Do you think it can just be an “atomicity” issue? Like

  1. I need to send a PROBLEM notification
  2. The state is changed to OK
  3. I read the state
  4. I send PROBLEM / OK

Maybe. How often is that service being checked? Or likewise, add its configuration, icinga2 object list --type Service --name .. is sufficient.

It’s a passive check. Informations are received through nsca every 5 minutes. We have about 220000 services.
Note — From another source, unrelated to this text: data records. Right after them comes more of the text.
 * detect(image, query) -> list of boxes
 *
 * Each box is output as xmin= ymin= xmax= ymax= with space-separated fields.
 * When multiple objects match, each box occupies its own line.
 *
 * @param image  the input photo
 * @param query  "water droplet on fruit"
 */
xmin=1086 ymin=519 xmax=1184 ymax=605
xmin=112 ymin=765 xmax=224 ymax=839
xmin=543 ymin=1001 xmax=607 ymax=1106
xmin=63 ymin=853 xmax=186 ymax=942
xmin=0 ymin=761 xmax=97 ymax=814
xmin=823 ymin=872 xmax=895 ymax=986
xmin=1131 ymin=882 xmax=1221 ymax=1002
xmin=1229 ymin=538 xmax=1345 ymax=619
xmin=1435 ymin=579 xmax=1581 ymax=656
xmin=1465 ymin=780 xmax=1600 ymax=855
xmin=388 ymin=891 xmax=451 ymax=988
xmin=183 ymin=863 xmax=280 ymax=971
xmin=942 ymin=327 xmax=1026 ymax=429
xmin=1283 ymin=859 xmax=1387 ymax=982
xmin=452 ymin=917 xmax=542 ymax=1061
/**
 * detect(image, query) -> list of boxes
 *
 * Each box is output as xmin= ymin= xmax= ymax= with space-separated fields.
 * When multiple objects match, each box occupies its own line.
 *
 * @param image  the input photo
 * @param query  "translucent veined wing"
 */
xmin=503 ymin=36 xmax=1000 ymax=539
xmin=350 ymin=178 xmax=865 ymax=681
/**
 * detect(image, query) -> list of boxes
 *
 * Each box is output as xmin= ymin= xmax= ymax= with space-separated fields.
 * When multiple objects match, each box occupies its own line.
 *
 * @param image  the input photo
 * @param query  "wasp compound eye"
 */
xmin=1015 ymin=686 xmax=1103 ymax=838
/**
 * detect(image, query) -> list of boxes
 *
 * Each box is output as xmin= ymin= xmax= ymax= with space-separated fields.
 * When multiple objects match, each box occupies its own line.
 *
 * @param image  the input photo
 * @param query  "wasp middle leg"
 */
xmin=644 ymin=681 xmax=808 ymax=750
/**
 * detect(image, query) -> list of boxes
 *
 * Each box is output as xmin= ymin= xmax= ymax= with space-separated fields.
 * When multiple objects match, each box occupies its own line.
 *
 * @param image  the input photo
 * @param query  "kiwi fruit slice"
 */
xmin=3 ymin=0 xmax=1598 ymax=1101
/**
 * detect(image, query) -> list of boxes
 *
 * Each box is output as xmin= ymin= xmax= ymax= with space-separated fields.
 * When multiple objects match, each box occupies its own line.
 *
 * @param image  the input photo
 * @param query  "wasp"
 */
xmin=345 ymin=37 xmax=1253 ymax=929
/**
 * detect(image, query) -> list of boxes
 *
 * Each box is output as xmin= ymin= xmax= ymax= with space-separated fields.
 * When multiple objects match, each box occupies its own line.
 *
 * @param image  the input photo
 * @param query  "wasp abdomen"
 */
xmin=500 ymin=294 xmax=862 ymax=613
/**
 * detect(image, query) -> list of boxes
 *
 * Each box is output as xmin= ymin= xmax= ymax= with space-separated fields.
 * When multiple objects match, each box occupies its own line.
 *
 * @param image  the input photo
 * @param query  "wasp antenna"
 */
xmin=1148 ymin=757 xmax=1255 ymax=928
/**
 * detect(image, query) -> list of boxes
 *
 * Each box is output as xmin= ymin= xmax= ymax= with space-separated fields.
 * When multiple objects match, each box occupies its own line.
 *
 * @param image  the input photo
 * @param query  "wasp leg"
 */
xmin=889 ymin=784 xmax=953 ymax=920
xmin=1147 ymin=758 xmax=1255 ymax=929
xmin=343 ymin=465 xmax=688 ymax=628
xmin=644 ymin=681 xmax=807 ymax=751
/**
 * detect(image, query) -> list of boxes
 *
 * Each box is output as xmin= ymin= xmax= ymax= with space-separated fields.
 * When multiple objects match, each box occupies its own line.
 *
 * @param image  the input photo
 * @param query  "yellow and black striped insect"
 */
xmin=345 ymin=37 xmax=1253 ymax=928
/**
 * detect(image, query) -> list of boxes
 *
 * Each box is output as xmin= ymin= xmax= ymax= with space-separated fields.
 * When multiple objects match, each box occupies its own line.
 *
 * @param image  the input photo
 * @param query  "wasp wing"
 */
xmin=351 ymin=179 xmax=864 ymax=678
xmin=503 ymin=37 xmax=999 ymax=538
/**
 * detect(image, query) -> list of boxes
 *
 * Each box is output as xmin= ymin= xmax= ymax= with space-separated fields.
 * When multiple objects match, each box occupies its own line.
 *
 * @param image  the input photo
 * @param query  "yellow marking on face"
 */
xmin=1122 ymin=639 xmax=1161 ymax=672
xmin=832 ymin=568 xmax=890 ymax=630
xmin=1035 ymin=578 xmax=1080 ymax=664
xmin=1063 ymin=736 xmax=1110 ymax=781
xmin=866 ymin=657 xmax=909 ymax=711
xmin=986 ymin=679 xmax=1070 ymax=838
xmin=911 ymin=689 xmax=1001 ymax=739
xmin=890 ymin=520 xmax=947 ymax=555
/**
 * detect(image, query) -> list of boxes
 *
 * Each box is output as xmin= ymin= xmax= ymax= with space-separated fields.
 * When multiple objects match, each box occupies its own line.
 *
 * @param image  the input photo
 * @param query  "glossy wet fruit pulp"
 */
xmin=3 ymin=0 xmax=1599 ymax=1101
# icinga2 object list --type Service --name 'server1.example.com!service1'
Object 'server1.example.com!service1' of type 'Service':
  % declared in '/etc/icinga2/conf.d/services-common.conf', lines 51:1-51:63
  * __name = "server1.example.com!service1"
  * action_url = ""
  * check_command = "dummy"
    % = modified in '/etc/icinga2/conf.d/templates.conf', lines 30:5-30:27
  * check_interval = 900
    % = modified in '/etc/icinga2/conf.d/templates.conf', lines 26:5-26:24
  * check_period = ""
  * check_timeout = null
  * command_endpoint = ""
  * display_name = "service1"
  * enable_active_checks = true
    % = modified in '/etc/icinga2/conf.d/templates.conf', lines 29:5-29:31
  * enable_event_handler = true
  * enable_flapping = false
  * enable_notifications = true
    % = modified in '/etc/icinga2/conf.d/templates.conf', lines 33:5-33:31
  * enable_passive_checks = true
  * enable_perfdata = true
  * event_command = ""
  * flapping_threshold = 0
  * flapping_threshold_high = 30
  * flapping_threshold_low = 25
  * groups = [ ]
  * host_name = "server1.example.com"
    % = modified in '/etc/icinga2/conf.d/services-common.conf', lines 51:1-51:63
  * icon_image = ""
  * icon_image_alt = ""
  * max_check_attempts = 2
    % = modified in '/etc/icinga2/conf.d/templates.conf', lines 25:5-25:26
  * name = "service1"
    % = modified in '/etc/icinga2/conf.d/services-common.conf', lines 51:1-51:63
  * notes = ""
  * notes_url = ""
  * package = "_etc"
    % = modified in '/etc/icinga2/conf.d/services-common.conf', lines 51:1-51:63
  * retry_interval = 30
    % = modified in '/etc/icinga2/conf.d/templates.conf', lines 27:5-27:24
  * source_location
    * first_column = 1
    * first_line = 51
    * last_column = 63
    * last_line = 51
    * path = "/etc/icinga2/conf.d/services-common.conf"
  * templates = [ "service1", "generic-service" ]
    % = modified in '/etc/icinga2/conf.d/services-common.conf', lines 51:1-51:63
    % = modified in '/etc/icinga2/conf.d/templates.conf', lines 24:1-24:34
  * type = "Service"
  * vars
    * dummy_state = 3
      % = modified in '/etc/icinga2/conf.d/templates.conf', lines 31:5-31:24
    * dummy_text = "No check results received."
      % = modified in '/etc/icinga2/conf.d/templates.conf', lines 32:5-32:50
  * volatile = false
  * zone = ""

Ok. Can you reproduce this then with a dummy check of yours, simulating this behaviour?